"Harry Potter and the Goblet of Fire" was a turning point in the franchise, picking up what "Prisoner of Azkaban" started by embracing a darker, far more serious tone that was more in line with J.K. Rowling's books. The depleting color of the Warner Bros. logo reminds viewers at the very beginning that things are changing in the Wizarding World, with the film's grim opening moments seeing Peter Pettigrew catering to Lord Voldemort' and killing an innocent man in the process.
It's all sunshine and rainbows for the next few minutes of "Goblet of Fire," until the Death Eaters come to ruin all the Quidditch World Cup fun, another reminder that the Wizarding World will never be the same again. But aside from the darkness rising, you will recognize that "Harry Potter and the Goblet of Fire" was perhaps the most fun movie in the franchise. It's a coming-of-age story, where teenagers are afforded a chance to be just teenagers, even if for a split second.
That brings me to the Yule Ball — the social event of the Triwizard Tournament where witches and wizards danced to a live rock band all night. It's also where Emma Watson's Hermione Granger has her big Cinderella moment — a scene that was necessary for her character, but one that Emma Watson secretly hated.
'I Knew It Was A Big Deal, And I Was Miserable.'
Hermione Granger attends the Yule Ball with Viktor Krum, the über-cool Bulgarian quidditch player from Durmstrang. Krum is also one of the four Triwizard Champions, which means that the two of them must dance before hundreds of students, including her friends Harry Potter and Ron Weasley.
It is established early on that Harry and Ron never consider asking Hermione to the ball, simply because they don't see her as anything more than a friend, or a "sidekick," as Emma Watson said, during the anticipated "Harry Potter 20th Anniversary: Return to Hogwarts" reunion special. And that's what made this pivotal scene so important. The actress recalled:
"I think for the first time, Harry and Ron, particularly Ron, see Hermione as a young woman, not just this kind of sidekick that they each have. I knew it was a big deal, and I was miserable...I just knew it was the duckling becomes a swan moment, I mean there was just all of this pressure suddenly.
Watson also shared some behind-the-scenes details, explaining that the film's director, Mike Newell coached her to walk down the stairs.
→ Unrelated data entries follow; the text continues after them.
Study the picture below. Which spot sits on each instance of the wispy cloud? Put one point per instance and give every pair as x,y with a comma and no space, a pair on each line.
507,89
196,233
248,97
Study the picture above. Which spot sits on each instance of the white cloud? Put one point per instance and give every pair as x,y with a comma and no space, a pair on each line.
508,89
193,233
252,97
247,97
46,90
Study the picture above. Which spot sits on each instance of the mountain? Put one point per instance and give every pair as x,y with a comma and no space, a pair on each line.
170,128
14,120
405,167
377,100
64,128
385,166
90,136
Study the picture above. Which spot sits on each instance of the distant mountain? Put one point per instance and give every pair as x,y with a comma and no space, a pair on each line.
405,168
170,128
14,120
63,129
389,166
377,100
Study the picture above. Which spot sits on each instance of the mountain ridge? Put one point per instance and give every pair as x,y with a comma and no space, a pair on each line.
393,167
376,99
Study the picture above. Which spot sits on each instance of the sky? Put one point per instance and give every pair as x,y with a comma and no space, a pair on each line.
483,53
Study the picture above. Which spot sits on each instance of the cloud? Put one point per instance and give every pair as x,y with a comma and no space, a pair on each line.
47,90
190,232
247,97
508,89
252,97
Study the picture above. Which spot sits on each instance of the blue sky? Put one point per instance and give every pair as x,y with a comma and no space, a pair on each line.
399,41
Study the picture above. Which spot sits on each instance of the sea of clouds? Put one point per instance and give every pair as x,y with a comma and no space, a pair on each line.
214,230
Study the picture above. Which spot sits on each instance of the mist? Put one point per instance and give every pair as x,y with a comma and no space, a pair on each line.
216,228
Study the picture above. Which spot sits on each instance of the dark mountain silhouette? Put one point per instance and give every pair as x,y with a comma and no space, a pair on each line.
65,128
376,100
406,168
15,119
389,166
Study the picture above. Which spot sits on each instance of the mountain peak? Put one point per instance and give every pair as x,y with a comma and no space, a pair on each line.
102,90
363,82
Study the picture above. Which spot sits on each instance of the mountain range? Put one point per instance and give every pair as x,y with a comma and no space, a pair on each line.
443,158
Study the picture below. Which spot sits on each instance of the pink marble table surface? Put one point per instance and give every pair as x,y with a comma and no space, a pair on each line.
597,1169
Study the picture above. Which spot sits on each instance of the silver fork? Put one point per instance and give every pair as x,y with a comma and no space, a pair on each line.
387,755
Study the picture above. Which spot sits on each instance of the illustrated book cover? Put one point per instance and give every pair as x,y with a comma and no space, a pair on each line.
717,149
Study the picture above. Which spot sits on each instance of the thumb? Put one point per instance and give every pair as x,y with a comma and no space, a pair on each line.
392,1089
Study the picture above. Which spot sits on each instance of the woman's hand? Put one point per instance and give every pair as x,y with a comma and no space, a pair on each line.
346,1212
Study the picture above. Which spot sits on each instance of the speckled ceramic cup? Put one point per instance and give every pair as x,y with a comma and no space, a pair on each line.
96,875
And he gave her a "million" different directions about what the scene needed to be. Emma tried her best to keep up, but it didn't exactly go very well. Watson remembered:
"Mike Newell coached me to walk down the stairs in the dress. 'Your arms are swinging too much, you're walking too quickly, you need to walk slower.' He's giving me a million different directions about how to walk down the stairs, and of course, I fell down the stairs."
It Planted The Seeds For Ron And Hermione's Romance
The Yule Ball was a pivotal moment for Ron and Hermione's relationship as well, as it is made clear that Ron finally begins to see her in a different light. He acts out of jealousy when he lashes out at Hermione for "fraternizing with the enemy," which I believe, is code for "dance with me." In a way, "Goblet of Fire" planted the seeds for their inevitable relationship, even though they're not officially together until four movies later.
Interestingly, Hermione's Yule Ball dress differed in the books and the adaptation. In the books, Hermione Granger wears a dress made of a floaty, periwinkle-blue material, which was changed to pink for the movies, believed to be a color better-suited for Emma Watson. The floor-length chiffon dress had a tiered skirt, with layers that turned a deeper shade of pink as they went on. It was a magical moment, and a wand wasn't required at all.
Emma Watson might have secretly hated filming the scene, but it was here that Hermione's personal coming-of-age story was spotlighted for the very first time.